What Makes McDonald's New Restaurants Such A Big Deal

McDonald's franchises are well known worldwide, but when it comes to them opening restaurants, many of their moves may be a little more surprising. For instance, did you know McDonald's owned Boston Market from 2000 to 2007 (via Biz Journals) and held 90% stake in Chipotle from 2005 until 2006 (via Wide Open Eats)? In fact, familiar names under McDonald's umbrella have included Krispy Kreme, which McDonald's took over for a short period, unsuccessfully, and even the fancy, British franchise Pret a Manger, of which it once owned a 33% stake.

But now they are setting their sites on their affairs with outside franchises, instead looking to open more McDonald's stores. The move is surprising in many ways, especially considering that as of December 2020, franchisees were at their breaking point and threatening massive protests amid a battle with corporate over finances. And in terms of stores, their numbers had been shrinking, with a 2020 report revealing plans for the company to shut the doors of 200 locations.

More McDonald's, please!

In the past decade, McDonald's has been narrowing their footprint, not only in terms of outside influence on other franchises, but in closing many of their McDonald's locations. But this year their CFO, Kevin Ozan, announced plans to open new locations in U.S., a move that hasn't been made since back in 2014 (via MSN). As the outlet revealed, more than 500 new spots will be opening, both in the U.S. and around the globe, after the closure of 239 locations in 2021.

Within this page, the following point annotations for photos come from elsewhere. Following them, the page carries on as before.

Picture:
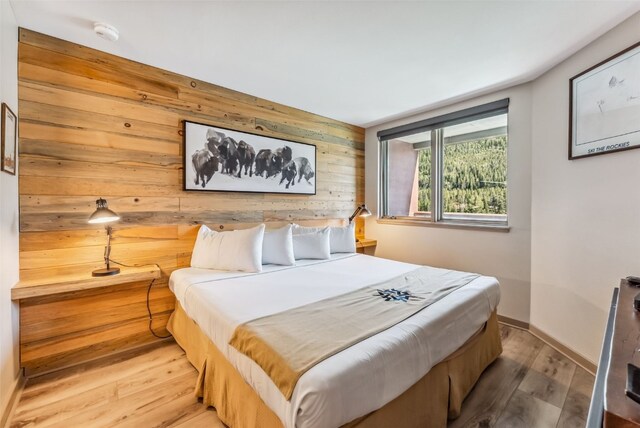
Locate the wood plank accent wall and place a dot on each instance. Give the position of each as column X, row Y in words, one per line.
column 95, row 125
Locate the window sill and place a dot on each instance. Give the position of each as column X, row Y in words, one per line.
column 405, row 221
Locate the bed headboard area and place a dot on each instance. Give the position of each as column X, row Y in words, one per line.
column 97, row 125
column 92, row 125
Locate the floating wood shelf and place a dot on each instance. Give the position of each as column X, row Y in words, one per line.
column 57, row 284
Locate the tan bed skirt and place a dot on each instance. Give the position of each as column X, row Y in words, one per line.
column 429, row 402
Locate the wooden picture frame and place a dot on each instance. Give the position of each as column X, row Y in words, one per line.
column 9, row 140
column 226, row 160
column 604, row 106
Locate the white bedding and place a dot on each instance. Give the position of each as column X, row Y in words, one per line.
column 357, row 380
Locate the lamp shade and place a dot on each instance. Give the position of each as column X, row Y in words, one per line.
column 103, row 214
column 361, row 211
column 364, row 212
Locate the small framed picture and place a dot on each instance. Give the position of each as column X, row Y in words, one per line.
column 604, row 106
column 9, row 140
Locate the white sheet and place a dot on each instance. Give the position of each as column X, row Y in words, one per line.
column 357, row 380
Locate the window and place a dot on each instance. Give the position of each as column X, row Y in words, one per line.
column 449, row 169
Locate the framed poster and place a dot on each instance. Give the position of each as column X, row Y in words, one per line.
column 9, row 144
column 220, row 159
column 604, row 110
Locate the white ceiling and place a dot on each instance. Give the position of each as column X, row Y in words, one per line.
column 362, row 62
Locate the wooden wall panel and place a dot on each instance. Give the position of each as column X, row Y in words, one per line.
column 95, row 125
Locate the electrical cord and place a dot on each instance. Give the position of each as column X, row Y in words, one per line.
column 148, row 296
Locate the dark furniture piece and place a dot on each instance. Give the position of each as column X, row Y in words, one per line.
column 610, row 407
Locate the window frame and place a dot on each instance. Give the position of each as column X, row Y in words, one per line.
column 436, row 126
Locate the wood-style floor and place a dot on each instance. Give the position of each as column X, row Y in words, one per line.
column 530, row 385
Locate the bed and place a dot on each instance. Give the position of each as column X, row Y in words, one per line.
column 414, row 373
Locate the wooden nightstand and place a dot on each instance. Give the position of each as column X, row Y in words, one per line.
column 366, row 246
column 74, row 317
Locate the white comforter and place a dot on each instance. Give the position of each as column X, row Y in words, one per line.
column 357, row 380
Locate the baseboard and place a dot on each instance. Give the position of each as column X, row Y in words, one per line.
column 513, row 322
column 563, row 349
column 111, row 355
column 13, row 401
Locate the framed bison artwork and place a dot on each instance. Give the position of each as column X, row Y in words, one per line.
column 219, row 159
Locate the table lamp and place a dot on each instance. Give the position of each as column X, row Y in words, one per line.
column 103, row 214
column 361, row 211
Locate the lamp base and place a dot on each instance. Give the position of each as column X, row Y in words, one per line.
column 105, row 272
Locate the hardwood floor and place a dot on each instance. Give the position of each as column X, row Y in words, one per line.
column 530, row 385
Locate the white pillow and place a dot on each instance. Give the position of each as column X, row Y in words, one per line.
column 277, row 247
column 343, row 239
column 315, row 245
column 238, row 250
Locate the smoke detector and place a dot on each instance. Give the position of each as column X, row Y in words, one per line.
column 106, row 31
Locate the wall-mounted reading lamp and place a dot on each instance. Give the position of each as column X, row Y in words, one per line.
column 103, row 214
column 361, row 211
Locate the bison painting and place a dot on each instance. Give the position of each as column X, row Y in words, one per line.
column 205, row 164
column 228, row 160
column 304, row 169
column 289, row 172
column 246, row 157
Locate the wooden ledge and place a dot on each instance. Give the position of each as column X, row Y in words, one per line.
column 65, row 283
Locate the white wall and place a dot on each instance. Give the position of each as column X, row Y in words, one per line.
column 585, row 212
column 9, row 364
column 506, row 256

Outside of these new openings, the franchise is finding other ways to combat the devastation brought upon them and other fast food companies in the wake of the COVID-19 pandemic, which still presents a problem. According to MSN, patrons of McDonald's can expect to see a 6% price increase from last year as the company attempts to meet the current market while also addressing worker shortage issues.